У меня стойкое убеждение, что канадцы — это тормозные янки. При этом тормозят они не так, как, допустим, эстонцы и финны, медленно двигаясь и поскрипывая остатками извилин на остатках мозга, а с жизнерадостной неторопливостью обожравшихся рахитов. Наверное, черпают энергию из кофе, который пьют везде: шагая по улице или коридору больницы, находясь в общественном транспорте, супермаркетах, музеях, церквах… Такое впечатление, что канадец рожден, чтобы на планете не осталось ни одного кофейного зерна. Не могу сказать, насколько виновато в этом кофе, но не встречал в Канаде ни одной красивой женщины. Говорят, иногда такие рождаются и, как только научатся ползать, тут же перебираются через границу. Еще одной чертой, редко встречающейся у потомков англосаксов, являются бесцеремонные попытки надуть по мелочи. Если не знаешь, что куда-то можно доехать (я хотел съездить на экскурсию в природный парк) за пару канадских баксов, то тебя будут убеждать, что сделать это можно только за двенадцать через вот это агентство. Когда я сказал, что в интернете пишут, что можно за два где-то вон там, не подскажите где, меня, нимало не смутившись, продолжили заверять, что лично мне лучше будет за двенадцать вот здесь. Если на сайте канадской гостиницы указана цена номера, не верьте глазам своим. Эта цена бывает пару раз в год, по каким-то особо несчастливым для гостиницы дням, а во все остальные она раза в полтора-два выше. В магазинах на ценниках написана цифра без учета семипроцентного налога с продаж, так что сразу добавляйте к цене одну пятнадцатую. У меня большое подозрение, что подобную мелочную и примитивную хитроватость привнесли в Канаду украинские эмигранты. Это единственная их связь с исторической родиной, поскольку украинский язык и умение и желание работать забыли напрочь.

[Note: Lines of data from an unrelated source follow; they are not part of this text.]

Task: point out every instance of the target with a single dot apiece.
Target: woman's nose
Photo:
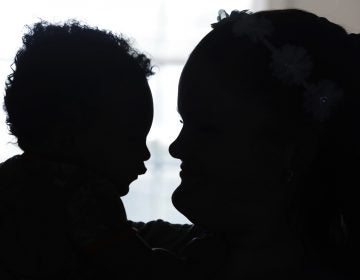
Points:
(176, 147)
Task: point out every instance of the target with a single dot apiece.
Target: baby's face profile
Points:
(118, 139)
(231, 166)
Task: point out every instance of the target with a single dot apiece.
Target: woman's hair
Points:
(62, 72)
(328, 186)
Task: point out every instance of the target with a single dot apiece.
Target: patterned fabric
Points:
(47, 211)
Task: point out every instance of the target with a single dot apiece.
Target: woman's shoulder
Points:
(162, 234)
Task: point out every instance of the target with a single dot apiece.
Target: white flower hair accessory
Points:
(290, 64)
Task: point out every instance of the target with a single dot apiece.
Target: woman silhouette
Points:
(269, 145)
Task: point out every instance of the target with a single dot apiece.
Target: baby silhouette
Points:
(79, 104)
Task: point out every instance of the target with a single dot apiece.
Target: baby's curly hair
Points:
(60, 71)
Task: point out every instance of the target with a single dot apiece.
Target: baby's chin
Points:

Что в Канаде хорошо — улицы чистые, дома ухоженные, с обязательной лужайкой для барбекю, которое делают на газе. Возле каждого дома гараж на пару машин, которые почему-то весь год стоят на открытом воздухе перед крыльцом. В гараже хранят то, что уже не нужно, но выкинуть жалко, поэтому забит до отказа. Скорее всего, тоже украинское наследство. По улицам, машинам, гаражам и домам с утра до вечера мотаются белки, в большинстве черного цвета. Я их называл белками-кочегарами. Все канадцы от мала до велика с утра и до вечера мотаются по улицам, занимаясь спортом. Чем-то же надо заниматься, иначе от скуки умрешь. Бегунов на улицах, особенно утром и вечером, больше, чем прохожих. На машинах передвигаются в основном пенсионеры. На пенсию и мужчины, и женщины выходят в шестьдесят пять — кто бы еще так гадил бабам, если бы не было феминисток?! В десять вечера канадские мальчики и девочки всех возрастов ложатся баиньки. Взрослые, гуляющие после десяти на улицах или сидящие в барах — это иностранцы. Вход в больничные палаты свободный, без всяких халатов. Медперсонал отличается только бейджиками на груди. Я ходил проведать матроса-филиппинца, который, возвращаясь из бара, решил пройти по парапету и заработал сотрясения мозга, хотя, по моему глубокому убеждению, врачи ему беспардонно польстили. Лечение и питание бесплатное. Лежат по одному или двое в палате, в которой есть туалет и душ. У каждого пациента свой телевизор и наушники, чтобы не мешал соседям. Кормят три раза в день, привозя поднос с заказом в палату. За завтраком делаешь заказ на следующий день. Есть общая кухня с холодильниками, где в любое время суток найдешь кофе, чай, соки, легкие закуски. Мой матрос решил не выздоравливать вечно, однако его через день с англосаксонской бесцеремонностью выгнали из рая.
В начале девятнадцатого века Галифакс — большая рыбацкая деревня с двумя причалами, в которую перебрались все сторонники Англии в Северной Америке после того, как США стали независимыми. Теперь здесь находится главная база военного флота королевства в Северной Америке. Есть верфь и сухой док для ремонта больших кораблей и имеются специалисты, способные его сделать. К нашему приходу в доке ремонтировали линейный семидесятичетырехпушечный корабль третьего ранга «Кентавр», оставшийся во время шторма без мачт, руля и шлюпок и заимевший большую дыру в правой раковине. Экипажу пришлось выкинуть за борт шестьдесят две пушки, чтобы остаться на плаву. До Галифакса «Кентавра» дотащил на буксире линкор третьего ранга «Орел».